Listening to Mozart Piano Concerto No. 26 (Coronation) played by Brendel I could hear the piano slightly more distant than I usually do, there's a better balance with the orchestra. With the Young the piano is more "in your face" without being harsh.
Violins on the left and Cellos/Bass on the right are more present, and even the winds have their space and "surface" from the orchestra. Is this what they usually call "detail retrieval"?
With the D100 it's not just about the piano but every instrument has its own space.
Same for female voices: one of my favourite pieces to test them is Bach's Cantata BWV 51, conducted by Gardiner, especially the initial duet of the Soprano and the Trumpet
Soprano's voice is not as forward as I remembered, and again the trumpet gains some space...which makes sense if you think of how loud a trumpet can play. Again the small orchestra is very present and in the third movement I could easily follow the line of the organ, usually rough-sketch.
Then I moved to String Quartets , Beethoven's Late String Quartets played by Takacs Quartet. Here tonal balance and general presentation are quite similar, but instruments, especially the viola and cello, are richer, real, physical, and so well defined. Absolutely stunning.
The Young has better ambience, can reproduce evey nuance, every noise of the recording, but the D100 makes you feel the music and the instruments.
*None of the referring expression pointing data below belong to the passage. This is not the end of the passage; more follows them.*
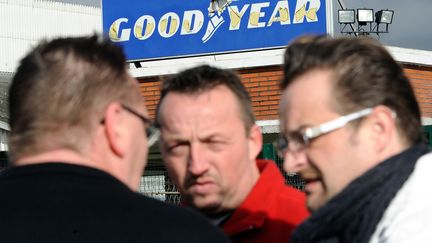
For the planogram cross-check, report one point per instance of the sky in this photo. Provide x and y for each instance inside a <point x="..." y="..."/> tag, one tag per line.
<point x="410" y="27"/>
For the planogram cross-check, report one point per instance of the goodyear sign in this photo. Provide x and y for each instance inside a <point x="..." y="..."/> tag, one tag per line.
<point x="155" y="29"/>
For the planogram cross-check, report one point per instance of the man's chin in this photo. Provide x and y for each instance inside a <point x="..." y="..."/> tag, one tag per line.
<point x="206" y="204"/>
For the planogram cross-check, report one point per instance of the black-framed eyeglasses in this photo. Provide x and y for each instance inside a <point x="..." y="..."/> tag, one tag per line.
<point x="152" y="129"/>
<point x="298" y="140"/>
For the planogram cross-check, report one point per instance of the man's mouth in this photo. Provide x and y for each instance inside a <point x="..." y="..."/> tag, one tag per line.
<point x="201" y="187"/>
<point x="311" y="184"/>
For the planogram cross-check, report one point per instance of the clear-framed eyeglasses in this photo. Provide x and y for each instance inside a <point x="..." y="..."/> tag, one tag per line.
<point x="299" y="140"/>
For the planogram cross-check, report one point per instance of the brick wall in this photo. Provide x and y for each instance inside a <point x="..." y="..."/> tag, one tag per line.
<point x="421" y="80"/>
<point x="262" y="84"/>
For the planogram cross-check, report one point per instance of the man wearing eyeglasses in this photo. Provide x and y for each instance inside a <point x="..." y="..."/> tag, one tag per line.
<point x="209" y="144"/>
<point x="350" y="126"/>
<point x="78" y="146"/>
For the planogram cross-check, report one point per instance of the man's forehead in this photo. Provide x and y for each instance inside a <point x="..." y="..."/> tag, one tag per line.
<point x="306" y="100"/>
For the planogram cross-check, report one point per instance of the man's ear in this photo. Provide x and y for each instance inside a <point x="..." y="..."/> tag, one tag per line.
<point x="383" y="127"/>
<point x="255" y="141"/>
<point x="115" y="128"/>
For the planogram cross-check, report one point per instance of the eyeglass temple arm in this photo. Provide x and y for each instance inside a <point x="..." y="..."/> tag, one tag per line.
<point x="335" y="124"/>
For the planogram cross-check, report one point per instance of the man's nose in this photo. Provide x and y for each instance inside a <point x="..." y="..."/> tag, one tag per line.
<point x="198" y="164"/>
<point x="294" y="162"/>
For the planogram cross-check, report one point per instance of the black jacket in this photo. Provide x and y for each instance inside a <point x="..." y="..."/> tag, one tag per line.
<point x="57" y="202"/>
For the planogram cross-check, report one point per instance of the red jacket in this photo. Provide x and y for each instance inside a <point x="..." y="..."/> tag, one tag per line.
<point x="270" y="212"/>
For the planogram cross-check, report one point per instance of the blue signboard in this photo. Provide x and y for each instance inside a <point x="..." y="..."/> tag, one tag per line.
<point x="171" y="28"/>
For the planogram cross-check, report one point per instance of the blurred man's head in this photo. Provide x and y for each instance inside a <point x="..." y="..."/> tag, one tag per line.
<point x="209" y="140"/>
<point x="75" y="95"/>
<point x="354" y="78"/>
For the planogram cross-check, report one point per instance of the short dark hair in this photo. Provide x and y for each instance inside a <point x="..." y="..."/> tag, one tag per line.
<point x="59" y="90"/>
<point x="204" y="78"/>
<point x="364" y="75"/>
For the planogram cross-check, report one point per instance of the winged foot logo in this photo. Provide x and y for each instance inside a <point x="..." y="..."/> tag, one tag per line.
<point x="192" y="21"/>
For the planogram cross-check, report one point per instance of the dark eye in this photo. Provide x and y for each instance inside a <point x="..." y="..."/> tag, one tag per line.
<point x="296" y="140"/>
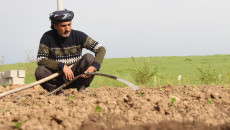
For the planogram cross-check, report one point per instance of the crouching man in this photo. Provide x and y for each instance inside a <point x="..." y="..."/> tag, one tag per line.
<point x="61" y="47"/>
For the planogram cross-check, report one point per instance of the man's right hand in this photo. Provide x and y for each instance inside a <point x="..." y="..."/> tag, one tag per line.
<point x="68" y="72"/>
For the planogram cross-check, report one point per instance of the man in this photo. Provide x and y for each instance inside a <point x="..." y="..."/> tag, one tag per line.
<point x="61" y="47"/>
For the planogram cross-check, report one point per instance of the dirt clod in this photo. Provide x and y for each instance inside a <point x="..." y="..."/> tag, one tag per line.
<point x="105" y="108"/>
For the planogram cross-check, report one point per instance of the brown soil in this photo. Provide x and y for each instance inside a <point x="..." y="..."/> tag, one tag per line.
<point x="150" y="108"/>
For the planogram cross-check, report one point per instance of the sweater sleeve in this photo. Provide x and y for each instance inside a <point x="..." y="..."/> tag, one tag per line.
<point x="98" y="49"/>
<point x="43" y="59"/>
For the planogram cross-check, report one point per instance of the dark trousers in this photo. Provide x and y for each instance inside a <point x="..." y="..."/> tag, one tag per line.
<point x="78" y="68"/>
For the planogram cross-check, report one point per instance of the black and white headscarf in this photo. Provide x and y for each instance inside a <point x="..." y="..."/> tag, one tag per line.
<point x="61" y="16"/>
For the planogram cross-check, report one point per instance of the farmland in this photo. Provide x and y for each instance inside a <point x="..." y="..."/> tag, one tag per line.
<point x="200" y="100"/>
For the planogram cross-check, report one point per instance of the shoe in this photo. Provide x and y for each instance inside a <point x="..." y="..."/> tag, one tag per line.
<point x="60" y="93"/>
<point x="82" y="90"/>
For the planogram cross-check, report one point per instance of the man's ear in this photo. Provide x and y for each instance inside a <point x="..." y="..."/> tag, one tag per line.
<point x="55" y="26"/>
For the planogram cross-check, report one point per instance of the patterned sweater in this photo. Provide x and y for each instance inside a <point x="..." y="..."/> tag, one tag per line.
<point x="56" y="51"/>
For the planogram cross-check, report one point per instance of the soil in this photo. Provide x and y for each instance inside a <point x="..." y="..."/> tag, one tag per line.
<point x="105" y="108"/>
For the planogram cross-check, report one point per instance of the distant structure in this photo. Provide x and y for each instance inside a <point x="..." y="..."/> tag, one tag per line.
<point x="12" y="77"/>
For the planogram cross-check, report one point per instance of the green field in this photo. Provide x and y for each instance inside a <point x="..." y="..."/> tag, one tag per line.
<point x="194" y="70"/>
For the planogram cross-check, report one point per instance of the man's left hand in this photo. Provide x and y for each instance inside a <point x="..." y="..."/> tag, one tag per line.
<point x="90" y="69"/>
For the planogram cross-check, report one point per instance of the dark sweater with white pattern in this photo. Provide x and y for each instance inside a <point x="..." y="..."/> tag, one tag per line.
<point x="55" y="51"/>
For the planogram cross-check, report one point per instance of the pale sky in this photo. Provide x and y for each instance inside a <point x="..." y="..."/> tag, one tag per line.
<point x="125" y="27"/>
Musicality for me is not about rolled-off top end, and bump in the mid-bass, as someone thinks. Musicality is all about rendering acoustic instruments as they are in a live performance. It's about hearing the difference between a period instruments and a standard performance, is about feeling the bow over the strings, and the roughness and coarsness of a violin.
The D100 is great, is superb in rendering this kind of details.
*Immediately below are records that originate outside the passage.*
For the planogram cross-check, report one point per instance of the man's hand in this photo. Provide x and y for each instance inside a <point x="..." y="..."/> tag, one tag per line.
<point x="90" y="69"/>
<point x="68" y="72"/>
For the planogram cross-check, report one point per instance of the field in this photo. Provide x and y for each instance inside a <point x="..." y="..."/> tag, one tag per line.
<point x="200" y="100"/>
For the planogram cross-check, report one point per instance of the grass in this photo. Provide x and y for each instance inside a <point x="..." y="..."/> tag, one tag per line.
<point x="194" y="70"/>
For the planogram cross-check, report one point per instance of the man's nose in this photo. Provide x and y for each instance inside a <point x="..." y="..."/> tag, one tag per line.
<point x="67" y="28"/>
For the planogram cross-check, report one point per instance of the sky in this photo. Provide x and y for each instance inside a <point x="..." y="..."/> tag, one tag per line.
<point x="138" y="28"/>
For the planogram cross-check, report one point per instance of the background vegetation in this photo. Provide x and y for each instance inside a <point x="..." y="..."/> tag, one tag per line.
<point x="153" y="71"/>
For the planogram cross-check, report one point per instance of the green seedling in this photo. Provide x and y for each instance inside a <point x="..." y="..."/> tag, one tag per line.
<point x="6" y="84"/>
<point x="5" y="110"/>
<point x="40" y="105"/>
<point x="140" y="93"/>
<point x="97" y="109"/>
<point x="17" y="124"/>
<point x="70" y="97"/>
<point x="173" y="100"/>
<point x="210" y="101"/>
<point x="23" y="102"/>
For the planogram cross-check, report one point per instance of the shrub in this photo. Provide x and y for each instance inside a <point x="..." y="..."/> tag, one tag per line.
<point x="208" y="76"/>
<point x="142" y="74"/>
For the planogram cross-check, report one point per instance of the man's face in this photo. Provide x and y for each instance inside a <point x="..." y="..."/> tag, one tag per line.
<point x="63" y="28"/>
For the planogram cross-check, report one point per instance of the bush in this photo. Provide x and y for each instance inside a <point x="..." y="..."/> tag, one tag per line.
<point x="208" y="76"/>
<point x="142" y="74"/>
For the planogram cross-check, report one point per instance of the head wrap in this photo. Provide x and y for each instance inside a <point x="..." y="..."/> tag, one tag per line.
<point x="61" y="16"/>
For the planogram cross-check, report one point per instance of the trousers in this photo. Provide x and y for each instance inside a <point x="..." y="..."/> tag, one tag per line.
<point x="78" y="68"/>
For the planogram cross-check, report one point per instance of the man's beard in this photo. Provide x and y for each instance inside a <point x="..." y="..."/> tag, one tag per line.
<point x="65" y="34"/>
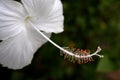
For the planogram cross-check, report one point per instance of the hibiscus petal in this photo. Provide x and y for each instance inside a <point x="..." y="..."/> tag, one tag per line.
<point x="11" y="14"/>
<point x="38" y="7"/>
<point x="17" y="52"/>
<point x="47" y="14"/>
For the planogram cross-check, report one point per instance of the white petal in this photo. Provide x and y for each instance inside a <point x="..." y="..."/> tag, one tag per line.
<point x="18" y="51"/>
<point x="38" y="7"/>
<point x="11" y="14"/>
<point x="49" y="14"/>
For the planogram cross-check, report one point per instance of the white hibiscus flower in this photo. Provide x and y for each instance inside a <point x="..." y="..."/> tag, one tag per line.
<point x="26" y="26"/>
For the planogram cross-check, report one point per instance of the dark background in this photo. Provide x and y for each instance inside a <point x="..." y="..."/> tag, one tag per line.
<point x="88" y="24"/>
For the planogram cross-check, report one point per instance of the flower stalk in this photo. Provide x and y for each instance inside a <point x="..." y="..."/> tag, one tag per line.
<point x="70" y="53"/>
Beethoven's late string quartets are masterpieces, in my opinion one of the greatest works ever composed.
And they are not easy to reproduce, they are very dynamic, and some of the fugues are extremely complex...they can be very boring on an ipod with standard headphones.
The D100 does an excellent job keeping everything in control, even in the famous Grosse Fugue. The viola and his somewhat nasal timbre is always present: again, every instrument has its own space, they never collides. The general presentation is so delicate, so effortless, but never euphonic, or mellow. The D100 NEVER sounded dark in my system, NEVER
The real revelation has been with Brahms Piano Quartet No.1, Op.25: this piece has always fascinated me, but always left me with some kind of "anxiety". So many themes, so many ideas, and i never completly understood it.
With the D100 everything was so clear...the piano, the strings, the cello. All the ideas now make perfectly sense, one theme flows into another. Beautiful.
I also listened to some symphonic music, mostly Mahler, but here I still prefer the Young, with its huge stage and its control in the lower frequencies. Cellos and double bass in the first movement of Mahler's second symphony were a bit all over the place.
Using balanced cables to the Stax amp gives an extra liquidity to the mid-range. Tonal balance, detail, and timbre accuracy are the same but the music is so grain-free, so analog like, as opposed to discrete/digital.
As you can guess I really like the D100, it simply gives an extra-dimension to the music, and it's so addictive!
I'm obviously looking forward to buy a unit: I struggle to believe acoustic music can sound much better with a different multi-bucks DAC.